The proposed superannuation reforms are having an “undeniably positive impact” on the uptake of financial advice. However, new research shows SMSF professionals may not be fully capitalising on the demand.
Investment Trends research director Recep III Peker says whenever there are changes to rules and regulations, there is an increased appetite to seek financial advice.
“A really good example of this is the Simpler Super reforms back in 2007. What that did is it triggered a really large number of SMSFs to go seek financial advice,” Mr Peker said.
Just 31 per cent of SMSFs in 2005 used a financial planner. In 2007, following the Simpler Super reforms, this figure doubled to 62 per cent, he said.
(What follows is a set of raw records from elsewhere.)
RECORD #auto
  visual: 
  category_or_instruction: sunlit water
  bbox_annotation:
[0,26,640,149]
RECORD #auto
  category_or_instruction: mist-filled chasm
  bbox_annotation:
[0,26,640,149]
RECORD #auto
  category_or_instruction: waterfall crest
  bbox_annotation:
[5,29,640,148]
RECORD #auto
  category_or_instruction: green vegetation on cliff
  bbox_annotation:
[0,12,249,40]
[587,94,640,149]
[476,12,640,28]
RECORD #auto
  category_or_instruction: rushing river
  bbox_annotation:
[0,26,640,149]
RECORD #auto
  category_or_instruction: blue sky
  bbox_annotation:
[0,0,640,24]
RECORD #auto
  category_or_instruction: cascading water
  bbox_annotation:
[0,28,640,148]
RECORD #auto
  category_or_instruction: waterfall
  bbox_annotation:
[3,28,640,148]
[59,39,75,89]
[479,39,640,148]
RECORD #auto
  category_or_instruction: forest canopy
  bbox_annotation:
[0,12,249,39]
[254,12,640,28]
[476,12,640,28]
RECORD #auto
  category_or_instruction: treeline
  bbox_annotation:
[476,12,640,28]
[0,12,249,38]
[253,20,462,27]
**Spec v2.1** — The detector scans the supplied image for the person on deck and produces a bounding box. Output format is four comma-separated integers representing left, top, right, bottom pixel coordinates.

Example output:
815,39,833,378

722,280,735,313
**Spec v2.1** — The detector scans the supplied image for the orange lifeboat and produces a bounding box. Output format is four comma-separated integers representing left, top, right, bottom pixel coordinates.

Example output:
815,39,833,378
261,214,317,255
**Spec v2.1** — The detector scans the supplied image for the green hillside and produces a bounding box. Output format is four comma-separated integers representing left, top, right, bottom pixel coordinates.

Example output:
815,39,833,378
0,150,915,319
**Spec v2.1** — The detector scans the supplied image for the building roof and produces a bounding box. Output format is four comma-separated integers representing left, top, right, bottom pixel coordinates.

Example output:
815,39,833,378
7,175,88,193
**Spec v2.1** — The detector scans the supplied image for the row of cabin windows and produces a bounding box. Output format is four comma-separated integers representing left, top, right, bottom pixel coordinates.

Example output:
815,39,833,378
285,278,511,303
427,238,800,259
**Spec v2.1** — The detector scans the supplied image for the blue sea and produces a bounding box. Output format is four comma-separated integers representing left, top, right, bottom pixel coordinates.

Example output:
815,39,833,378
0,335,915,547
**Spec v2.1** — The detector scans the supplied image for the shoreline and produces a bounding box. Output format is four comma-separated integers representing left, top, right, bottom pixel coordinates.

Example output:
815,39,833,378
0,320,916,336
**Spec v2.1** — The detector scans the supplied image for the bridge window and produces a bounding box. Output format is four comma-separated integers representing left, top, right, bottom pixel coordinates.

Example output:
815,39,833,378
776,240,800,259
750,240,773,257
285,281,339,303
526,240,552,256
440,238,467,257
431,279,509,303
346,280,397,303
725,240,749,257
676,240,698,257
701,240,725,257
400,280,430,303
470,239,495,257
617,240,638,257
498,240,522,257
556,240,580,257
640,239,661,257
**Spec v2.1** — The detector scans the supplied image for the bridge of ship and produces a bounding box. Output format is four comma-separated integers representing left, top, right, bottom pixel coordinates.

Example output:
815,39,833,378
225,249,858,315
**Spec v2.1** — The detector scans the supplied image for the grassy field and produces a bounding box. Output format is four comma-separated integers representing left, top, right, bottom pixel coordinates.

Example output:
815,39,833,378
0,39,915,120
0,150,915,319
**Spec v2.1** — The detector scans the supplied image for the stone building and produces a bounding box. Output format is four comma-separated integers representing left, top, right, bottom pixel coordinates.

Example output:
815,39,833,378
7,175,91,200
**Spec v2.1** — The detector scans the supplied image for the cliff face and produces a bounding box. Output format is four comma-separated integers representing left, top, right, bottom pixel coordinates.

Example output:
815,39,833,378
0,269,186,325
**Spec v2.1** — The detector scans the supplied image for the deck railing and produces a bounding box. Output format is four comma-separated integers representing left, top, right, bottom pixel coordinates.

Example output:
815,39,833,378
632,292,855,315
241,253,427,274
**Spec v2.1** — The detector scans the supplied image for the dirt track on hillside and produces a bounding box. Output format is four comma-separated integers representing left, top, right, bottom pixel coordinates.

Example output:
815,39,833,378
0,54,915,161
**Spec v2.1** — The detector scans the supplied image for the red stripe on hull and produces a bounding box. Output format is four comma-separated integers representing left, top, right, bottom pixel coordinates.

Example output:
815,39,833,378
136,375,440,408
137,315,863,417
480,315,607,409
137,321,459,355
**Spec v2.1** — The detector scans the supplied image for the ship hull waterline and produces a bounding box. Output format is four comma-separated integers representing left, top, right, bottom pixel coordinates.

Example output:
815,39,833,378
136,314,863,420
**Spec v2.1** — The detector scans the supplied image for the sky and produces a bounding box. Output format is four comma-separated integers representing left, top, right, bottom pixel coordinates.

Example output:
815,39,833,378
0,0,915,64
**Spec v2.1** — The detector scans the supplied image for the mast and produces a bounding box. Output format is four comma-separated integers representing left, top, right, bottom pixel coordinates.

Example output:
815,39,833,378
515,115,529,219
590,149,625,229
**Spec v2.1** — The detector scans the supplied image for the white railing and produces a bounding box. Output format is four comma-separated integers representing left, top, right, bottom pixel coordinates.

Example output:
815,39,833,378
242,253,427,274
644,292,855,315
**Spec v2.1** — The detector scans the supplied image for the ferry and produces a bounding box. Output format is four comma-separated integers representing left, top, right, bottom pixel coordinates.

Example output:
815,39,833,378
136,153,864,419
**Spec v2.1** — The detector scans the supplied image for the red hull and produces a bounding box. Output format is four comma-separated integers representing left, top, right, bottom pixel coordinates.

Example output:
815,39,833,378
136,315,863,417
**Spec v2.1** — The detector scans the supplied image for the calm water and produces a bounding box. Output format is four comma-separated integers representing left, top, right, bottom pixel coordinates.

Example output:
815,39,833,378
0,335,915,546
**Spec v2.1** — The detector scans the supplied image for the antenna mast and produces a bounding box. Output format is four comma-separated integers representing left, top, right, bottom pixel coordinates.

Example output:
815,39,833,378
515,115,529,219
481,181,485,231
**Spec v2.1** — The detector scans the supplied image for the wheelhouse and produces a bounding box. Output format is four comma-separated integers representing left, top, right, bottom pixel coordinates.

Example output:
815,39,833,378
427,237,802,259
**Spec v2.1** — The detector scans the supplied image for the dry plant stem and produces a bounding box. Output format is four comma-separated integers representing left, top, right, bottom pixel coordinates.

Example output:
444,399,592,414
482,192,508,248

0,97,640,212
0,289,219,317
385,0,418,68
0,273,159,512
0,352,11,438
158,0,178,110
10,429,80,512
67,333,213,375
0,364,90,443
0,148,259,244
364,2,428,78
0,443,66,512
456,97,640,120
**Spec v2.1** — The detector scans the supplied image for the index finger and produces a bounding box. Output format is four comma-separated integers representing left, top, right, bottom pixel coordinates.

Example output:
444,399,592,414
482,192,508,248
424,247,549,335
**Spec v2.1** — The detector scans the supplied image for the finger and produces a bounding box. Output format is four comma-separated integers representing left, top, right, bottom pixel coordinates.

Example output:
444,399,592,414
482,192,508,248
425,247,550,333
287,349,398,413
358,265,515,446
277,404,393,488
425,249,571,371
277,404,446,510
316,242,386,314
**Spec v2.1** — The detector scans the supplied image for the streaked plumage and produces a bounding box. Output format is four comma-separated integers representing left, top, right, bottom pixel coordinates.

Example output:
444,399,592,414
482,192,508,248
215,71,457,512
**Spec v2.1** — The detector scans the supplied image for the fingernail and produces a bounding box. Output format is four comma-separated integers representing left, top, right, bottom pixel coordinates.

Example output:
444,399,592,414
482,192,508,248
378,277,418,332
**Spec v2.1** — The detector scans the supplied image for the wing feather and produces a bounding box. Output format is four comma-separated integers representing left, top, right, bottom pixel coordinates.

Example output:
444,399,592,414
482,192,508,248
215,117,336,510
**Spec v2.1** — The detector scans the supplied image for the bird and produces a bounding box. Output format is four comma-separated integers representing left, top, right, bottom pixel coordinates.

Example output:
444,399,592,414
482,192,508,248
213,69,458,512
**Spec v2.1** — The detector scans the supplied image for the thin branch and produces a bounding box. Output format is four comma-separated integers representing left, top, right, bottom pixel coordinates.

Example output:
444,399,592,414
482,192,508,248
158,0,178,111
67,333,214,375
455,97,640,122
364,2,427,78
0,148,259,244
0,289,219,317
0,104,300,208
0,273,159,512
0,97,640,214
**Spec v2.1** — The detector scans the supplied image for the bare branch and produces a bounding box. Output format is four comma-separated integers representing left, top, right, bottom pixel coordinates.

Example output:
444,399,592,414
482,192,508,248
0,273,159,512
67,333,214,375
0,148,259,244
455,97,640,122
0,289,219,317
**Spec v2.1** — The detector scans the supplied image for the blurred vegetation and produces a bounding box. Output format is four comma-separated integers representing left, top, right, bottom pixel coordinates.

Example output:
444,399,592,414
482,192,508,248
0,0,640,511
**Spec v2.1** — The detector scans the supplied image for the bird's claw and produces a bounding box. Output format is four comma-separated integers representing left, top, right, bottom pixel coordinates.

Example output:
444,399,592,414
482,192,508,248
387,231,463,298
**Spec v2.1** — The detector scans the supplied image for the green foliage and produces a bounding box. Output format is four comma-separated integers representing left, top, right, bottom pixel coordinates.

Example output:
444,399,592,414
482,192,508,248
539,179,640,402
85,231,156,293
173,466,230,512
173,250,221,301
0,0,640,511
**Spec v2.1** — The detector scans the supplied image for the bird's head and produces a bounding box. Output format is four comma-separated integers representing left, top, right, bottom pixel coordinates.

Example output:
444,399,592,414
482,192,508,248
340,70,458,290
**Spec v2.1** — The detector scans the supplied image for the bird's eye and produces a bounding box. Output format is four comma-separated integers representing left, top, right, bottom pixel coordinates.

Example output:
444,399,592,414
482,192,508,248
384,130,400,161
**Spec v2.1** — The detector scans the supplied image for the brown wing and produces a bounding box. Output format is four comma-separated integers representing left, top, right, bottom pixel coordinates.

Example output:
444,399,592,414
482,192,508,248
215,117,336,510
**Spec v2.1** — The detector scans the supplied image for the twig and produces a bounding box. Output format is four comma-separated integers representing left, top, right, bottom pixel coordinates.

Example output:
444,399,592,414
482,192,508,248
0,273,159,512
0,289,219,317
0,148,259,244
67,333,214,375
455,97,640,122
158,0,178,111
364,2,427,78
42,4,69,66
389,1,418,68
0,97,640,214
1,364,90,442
“What this shows is that when there are changes to the rules and regulations or the super system, it triggers people to seek advice because it’s their retirement nest egg and they need to really understand how it will affect them,” Mr Peker said.
“Now arguably those  reforms were more significant and drastic then what is proposed at the moment, but still it’s undeniable that it’s had a positive impact on the uptake of financial advice.”
Mr Peker said accountants in particular need to ensure they establish the right kind of referral relationships or bring financial planners into their firms to capitalise on this demand.
“There are a lot of areas that SMSFs want help with that accountants can’t provide advice on,” he said.
Mr Peker added that he is already seeing firms move in this direction, with half of all accounting firms that service the SMSF sector now having at least one person in their firm licensed to give advice.
“That’s up from about a third in 2012 and part of it is because of the reforms bringing in more licensed people.”